1 medium onion chopped
2 TSB olive oil
1 large (28 oz) can crushed tomatoes
1 small ( 8 oz) can tomato sauce
2 small (6 oz) cans tomato paste
1 & 1/2 cups water
1/2 tsp each basil, Italian seasoning, oregano
1 TBS sugar (you can substitute 1 packet of stevia)
salt & pepper to taste
Saute’ onion in olive oil. Remove pan from burner & let it cool a little before adding the cans of tomatoes and water otherwise it will splatter. Return to heat and add the seasonings. Raise heat and stir well and often until it comes to a boil. Cover & simmer on low for 1/2 hour. After 1/2 hour add the meatballs and continue cooking on low for at least 1 hour… 2 hours is better. Ladle over cooked pasta, sprinkle with cheese & fresh basil, and enjoy. Mangia!
Hint: Sauce will thicken when it cools. Best to make a day ahead and reheat.
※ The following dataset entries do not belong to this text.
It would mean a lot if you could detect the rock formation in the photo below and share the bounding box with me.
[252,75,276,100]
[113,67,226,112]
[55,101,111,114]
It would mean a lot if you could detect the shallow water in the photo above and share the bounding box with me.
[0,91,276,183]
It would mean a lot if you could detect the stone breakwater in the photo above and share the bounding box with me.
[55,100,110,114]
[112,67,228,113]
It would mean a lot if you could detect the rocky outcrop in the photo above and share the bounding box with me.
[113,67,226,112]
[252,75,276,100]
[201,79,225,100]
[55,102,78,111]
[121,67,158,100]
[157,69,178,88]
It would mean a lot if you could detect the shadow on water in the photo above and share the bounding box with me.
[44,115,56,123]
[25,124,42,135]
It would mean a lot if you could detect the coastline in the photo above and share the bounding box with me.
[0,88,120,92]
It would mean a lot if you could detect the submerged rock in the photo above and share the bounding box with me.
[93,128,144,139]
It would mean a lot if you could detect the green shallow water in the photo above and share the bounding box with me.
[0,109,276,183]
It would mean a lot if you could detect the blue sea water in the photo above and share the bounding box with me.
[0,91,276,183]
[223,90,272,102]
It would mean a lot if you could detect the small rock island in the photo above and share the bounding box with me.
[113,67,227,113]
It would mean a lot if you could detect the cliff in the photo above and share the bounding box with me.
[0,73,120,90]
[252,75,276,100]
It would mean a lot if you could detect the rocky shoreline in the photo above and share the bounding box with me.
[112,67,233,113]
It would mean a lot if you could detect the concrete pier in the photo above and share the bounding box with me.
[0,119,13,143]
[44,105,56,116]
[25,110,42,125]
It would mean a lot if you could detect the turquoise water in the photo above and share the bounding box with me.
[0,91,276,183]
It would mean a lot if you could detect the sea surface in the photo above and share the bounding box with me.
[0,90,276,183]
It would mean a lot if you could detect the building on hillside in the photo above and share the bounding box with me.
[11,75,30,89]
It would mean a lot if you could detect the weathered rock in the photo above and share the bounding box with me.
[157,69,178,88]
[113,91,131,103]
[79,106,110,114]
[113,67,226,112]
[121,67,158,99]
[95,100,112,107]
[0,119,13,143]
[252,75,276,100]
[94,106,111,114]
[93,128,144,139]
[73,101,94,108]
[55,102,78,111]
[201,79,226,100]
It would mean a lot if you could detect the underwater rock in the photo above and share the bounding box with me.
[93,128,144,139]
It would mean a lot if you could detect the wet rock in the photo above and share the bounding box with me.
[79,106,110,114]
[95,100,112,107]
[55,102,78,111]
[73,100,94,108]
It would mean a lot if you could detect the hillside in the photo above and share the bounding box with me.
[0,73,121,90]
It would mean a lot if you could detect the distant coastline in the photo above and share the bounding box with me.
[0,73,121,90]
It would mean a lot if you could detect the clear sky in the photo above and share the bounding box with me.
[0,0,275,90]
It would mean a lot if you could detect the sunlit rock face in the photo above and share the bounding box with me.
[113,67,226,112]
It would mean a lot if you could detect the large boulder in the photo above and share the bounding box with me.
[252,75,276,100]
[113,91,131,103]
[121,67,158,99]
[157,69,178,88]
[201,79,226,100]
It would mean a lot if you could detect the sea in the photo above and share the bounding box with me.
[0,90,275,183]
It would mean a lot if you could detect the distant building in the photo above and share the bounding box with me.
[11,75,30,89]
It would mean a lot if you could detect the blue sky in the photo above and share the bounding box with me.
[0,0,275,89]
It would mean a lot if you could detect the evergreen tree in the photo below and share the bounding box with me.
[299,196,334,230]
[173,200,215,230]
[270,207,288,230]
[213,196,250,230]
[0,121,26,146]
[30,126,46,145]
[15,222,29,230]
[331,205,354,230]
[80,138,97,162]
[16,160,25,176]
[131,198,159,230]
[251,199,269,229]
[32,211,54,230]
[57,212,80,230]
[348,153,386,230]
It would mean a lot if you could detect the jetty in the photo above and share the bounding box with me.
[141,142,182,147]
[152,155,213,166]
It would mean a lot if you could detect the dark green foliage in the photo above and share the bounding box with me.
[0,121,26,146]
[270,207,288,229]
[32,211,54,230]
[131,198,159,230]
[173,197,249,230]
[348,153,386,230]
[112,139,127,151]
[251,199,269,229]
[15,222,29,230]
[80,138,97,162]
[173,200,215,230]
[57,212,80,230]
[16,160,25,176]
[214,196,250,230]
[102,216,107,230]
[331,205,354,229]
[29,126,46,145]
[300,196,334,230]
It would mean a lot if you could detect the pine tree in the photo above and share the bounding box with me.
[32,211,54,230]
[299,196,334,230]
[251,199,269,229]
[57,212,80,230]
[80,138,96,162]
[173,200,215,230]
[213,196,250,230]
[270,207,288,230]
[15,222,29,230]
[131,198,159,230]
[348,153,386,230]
Easy Breezy Tortellini & Tuna Salad

1 cup Tortellini
3/4 cup frozen peas
3/4 cup mayonnaise
1 pouch tuna (low sodium)
salt & pepper to taste
Boil water on stovetop. Add tortellini and peas at the same time. Cook for 9 minutes, rinse and drain. Add tuna and mayonnaise. Mix. Season with salt & pepper to taste.
I love this recipe when I’m in a rush for a side dish for a fish fry or barbecue.

Fried Shrimp with Rice and Garden Vegetables

1 zucchini (sliced), 1/2 lb asparagus (cut into 1″ pieces), 1 scallion (sliced), 1/4 c olive oil, 1/2 lemon, salt & pepper to taste.
Marinate vegetables with oil, lemon, salt & pepper. Make sure everything is fully coated. Wrap in aluminum foil and place on cookie sheet in oven. Bake at 350 degrees for 1/2 hour.

4 TBS butter, 1/2 clove garlic (crushed), 12 shrimp (deveined), salt & pepper to taste, 1/2 tsp parsley.
Melt butter in saucepan, saute garlic, add the rest of the ingredients, cook until shrimp turns pink.

Remove vegetables from oven and pour the shrimp mixture on top. Close back up. Shut off oven and leave in oven for about 20 minutes while rice is cooking.

Cook rice according to package directions.
When rice is finished, pour the shrimp mixture over it. Mix well and serve.